Abstract

Cardiac CT has been reported to be an effective means for clinical diagnosis of coronary artery plaque disease. We are investigating the feasibility of developing a computer-assisted image analysis (CAA) system to assist radiologist in detection of coronary artery plaque disease in ECG-gated cardiac CT scans. The heart region was first extracted using morphological operations and an adaptive EM thresholding method. Vascular structures in the heart volume were enhanced by 3D multi-scale filtering and analysis of the eigenvalues of Hessian matrices using a vessel enhancement response function specially designed for coronary arteries. The enhanced vascular structures were then segmented by an EM estimation method. Finally, our newly developed 3D rolling balloon vessel tracking method (RBVT) was used to track the segmented coronary arteries. Starting at two manually identified points located at the origins of left and right coronary artery (LCA and RCA), the RBVT method moved a sphere of adaptive diameter along the vessels, tracking the vessels and identifying its branches automatically to generate the left and right coronary arterial trees.

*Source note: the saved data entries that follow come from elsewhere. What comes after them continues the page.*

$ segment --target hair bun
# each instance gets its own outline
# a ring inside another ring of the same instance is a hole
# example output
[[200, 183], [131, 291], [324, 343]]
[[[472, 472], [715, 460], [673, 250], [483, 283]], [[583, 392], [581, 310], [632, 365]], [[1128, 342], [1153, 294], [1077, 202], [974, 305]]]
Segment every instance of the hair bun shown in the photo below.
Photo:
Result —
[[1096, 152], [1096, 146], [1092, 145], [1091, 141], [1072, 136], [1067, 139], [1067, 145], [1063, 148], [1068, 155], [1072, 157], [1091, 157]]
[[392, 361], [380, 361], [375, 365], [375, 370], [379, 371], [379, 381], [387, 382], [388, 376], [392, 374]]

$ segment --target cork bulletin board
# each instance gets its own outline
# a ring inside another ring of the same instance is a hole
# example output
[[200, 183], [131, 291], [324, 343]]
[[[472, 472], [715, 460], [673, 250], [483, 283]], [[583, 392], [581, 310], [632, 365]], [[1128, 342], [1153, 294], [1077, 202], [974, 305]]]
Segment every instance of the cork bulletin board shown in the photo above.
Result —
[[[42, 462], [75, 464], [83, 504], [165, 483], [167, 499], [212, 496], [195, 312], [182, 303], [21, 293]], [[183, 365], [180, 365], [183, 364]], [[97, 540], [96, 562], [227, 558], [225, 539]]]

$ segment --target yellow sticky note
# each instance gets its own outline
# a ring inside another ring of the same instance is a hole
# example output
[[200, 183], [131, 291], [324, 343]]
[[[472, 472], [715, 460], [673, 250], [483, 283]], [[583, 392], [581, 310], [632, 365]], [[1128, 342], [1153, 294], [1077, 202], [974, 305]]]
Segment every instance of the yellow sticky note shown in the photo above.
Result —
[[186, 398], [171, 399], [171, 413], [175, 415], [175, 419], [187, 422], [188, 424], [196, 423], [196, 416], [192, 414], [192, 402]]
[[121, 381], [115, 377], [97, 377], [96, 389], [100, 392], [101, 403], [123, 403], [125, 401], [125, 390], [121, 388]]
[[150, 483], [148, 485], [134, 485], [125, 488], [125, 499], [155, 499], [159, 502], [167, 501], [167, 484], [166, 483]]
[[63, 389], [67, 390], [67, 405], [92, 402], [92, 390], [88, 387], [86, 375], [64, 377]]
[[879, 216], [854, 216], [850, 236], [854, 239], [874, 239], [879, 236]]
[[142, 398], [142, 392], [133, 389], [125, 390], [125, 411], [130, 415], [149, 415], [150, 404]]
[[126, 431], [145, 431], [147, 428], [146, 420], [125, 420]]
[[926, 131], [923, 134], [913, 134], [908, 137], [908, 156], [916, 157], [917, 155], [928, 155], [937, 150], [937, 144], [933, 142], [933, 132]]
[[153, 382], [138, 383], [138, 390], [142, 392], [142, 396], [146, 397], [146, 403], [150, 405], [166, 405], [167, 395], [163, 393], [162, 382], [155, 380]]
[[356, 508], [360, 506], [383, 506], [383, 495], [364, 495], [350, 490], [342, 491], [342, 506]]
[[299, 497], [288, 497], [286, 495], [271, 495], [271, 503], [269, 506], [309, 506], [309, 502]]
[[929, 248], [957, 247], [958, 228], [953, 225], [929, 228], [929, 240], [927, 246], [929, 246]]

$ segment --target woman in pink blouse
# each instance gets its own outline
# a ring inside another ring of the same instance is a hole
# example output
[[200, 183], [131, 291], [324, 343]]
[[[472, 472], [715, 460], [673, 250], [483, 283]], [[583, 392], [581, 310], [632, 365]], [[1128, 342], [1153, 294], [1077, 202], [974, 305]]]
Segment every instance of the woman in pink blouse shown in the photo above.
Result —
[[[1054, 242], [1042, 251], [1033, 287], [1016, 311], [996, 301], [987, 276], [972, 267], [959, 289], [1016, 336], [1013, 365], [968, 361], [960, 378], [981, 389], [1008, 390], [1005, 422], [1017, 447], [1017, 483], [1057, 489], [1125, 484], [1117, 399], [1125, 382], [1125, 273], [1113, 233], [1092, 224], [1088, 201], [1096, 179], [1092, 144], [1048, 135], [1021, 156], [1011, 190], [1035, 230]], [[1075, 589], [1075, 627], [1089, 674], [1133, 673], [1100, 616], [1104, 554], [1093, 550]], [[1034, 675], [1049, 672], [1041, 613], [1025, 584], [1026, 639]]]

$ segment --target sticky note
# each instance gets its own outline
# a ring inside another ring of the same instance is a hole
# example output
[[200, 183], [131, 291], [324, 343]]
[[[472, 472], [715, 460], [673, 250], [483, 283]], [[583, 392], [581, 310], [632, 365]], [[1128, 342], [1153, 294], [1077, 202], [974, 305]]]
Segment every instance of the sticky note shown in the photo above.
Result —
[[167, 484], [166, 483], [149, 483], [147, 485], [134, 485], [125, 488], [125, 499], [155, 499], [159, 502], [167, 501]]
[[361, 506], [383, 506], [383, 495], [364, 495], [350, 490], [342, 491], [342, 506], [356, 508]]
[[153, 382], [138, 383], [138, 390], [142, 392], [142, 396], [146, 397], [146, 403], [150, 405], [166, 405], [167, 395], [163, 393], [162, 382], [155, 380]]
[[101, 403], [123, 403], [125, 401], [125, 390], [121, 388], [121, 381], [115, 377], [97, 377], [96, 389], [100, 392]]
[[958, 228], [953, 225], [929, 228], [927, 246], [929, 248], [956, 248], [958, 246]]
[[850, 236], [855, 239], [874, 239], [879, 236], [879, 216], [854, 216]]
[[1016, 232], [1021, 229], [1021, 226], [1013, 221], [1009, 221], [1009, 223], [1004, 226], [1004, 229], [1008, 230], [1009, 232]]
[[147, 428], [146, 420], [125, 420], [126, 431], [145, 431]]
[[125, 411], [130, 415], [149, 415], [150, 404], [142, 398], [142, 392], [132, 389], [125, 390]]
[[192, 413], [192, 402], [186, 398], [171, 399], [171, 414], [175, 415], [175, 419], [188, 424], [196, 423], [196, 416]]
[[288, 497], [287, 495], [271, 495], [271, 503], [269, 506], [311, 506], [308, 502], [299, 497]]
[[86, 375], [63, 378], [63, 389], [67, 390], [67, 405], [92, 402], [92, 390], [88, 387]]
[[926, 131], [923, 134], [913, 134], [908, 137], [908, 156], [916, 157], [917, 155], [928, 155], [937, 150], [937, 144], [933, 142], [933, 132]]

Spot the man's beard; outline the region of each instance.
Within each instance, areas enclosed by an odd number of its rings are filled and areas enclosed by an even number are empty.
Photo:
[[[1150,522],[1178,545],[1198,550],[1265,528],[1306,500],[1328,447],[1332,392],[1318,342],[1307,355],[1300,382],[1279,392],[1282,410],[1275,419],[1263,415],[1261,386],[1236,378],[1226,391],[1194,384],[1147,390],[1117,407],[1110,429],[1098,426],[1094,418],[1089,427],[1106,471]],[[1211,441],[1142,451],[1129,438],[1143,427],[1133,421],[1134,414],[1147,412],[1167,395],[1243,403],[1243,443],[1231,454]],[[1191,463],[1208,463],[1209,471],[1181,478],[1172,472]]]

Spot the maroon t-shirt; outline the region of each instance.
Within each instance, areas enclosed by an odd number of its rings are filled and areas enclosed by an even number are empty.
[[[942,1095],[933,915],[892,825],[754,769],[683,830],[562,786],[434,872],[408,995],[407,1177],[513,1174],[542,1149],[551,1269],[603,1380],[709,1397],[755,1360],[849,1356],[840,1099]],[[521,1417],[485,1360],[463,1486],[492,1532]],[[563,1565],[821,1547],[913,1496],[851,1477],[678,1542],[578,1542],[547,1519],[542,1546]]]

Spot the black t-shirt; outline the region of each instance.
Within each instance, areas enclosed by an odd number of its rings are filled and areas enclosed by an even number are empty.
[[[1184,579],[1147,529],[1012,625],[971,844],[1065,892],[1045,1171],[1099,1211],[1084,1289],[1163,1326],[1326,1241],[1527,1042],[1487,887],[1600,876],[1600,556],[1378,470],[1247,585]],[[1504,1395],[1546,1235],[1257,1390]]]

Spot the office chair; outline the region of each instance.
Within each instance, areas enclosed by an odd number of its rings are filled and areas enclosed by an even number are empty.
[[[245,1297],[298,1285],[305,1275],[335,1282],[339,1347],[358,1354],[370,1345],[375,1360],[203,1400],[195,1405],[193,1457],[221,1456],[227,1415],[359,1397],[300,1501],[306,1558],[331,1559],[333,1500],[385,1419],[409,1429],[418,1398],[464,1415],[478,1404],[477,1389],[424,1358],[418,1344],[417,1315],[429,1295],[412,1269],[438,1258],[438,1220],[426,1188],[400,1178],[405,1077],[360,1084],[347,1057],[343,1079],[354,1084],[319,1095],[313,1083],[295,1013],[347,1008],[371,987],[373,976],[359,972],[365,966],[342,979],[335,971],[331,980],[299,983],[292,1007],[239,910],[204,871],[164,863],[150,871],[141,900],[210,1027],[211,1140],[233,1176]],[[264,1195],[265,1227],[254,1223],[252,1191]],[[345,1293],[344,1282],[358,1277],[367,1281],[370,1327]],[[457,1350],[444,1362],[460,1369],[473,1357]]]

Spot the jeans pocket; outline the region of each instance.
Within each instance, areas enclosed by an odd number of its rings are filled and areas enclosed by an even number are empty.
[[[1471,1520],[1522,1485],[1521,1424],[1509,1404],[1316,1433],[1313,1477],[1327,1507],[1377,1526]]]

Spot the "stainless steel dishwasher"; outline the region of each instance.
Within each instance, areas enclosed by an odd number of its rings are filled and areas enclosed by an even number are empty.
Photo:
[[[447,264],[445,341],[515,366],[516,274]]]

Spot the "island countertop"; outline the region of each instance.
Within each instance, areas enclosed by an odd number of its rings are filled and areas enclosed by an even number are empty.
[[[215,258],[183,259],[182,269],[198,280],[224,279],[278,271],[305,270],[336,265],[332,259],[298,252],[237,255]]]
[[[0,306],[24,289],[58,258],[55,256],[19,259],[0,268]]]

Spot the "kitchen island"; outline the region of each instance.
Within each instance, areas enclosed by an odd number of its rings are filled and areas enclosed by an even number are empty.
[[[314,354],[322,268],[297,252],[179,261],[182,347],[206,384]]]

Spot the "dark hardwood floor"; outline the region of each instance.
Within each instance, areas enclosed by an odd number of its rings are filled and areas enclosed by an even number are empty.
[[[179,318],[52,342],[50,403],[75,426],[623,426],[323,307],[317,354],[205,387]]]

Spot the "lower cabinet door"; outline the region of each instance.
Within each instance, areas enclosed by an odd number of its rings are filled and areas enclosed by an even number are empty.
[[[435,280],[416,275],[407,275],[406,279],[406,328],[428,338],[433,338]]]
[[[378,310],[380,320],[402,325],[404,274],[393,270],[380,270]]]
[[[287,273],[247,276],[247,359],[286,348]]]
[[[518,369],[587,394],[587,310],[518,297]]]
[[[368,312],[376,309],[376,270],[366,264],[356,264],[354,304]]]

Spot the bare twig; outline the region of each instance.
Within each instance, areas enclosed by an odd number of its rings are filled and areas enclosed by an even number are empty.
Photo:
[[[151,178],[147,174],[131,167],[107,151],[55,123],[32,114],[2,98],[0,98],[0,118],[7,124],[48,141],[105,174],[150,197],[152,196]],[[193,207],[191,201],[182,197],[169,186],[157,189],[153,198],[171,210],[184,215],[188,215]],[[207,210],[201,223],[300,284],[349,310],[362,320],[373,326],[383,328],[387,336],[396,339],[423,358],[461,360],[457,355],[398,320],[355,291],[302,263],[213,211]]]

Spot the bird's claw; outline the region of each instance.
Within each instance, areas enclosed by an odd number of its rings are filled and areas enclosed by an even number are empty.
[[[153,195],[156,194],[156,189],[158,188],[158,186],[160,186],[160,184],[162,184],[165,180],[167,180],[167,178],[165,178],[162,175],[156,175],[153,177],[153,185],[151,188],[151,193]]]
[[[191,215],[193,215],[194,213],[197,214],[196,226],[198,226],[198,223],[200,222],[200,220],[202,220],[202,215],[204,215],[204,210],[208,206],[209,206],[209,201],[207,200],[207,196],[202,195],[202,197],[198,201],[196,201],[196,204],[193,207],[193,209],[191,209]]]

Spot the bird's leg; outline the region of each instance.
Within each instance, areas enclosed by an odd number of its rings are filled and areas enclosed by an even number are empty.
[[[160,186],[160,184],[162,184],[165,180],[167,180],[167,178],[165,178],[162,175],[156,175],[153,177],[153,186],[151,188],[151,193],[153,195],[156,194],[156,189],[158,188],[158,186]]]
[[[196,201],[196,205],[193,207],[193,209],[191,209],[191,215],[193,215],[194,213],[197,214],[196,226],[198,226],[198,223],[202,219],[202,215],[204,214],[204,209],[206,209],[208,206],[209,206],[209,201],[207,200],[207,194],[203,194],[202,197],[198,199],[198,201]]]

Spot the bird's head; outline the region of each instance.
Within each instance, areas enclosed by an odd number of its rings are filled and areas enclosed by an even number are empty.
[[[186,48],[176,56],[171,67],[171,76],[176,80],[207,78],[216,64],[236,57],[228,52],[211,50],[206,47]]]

Ten cardiac CT scans that contained various degrees of coronary artery diseases were used as test data set for our vessel segmentation and tracking method. Two experienced thoracic radiologists visually examined the computer tracked coronary arteries on a graphical interface to count untracked false-negative (FN) branches (segments). A total of 27 artery segments were identified to be FNs in the 10 cases, ranging from 0 to 6 FN segments in each case. No FN artery segment was found in 2 cases.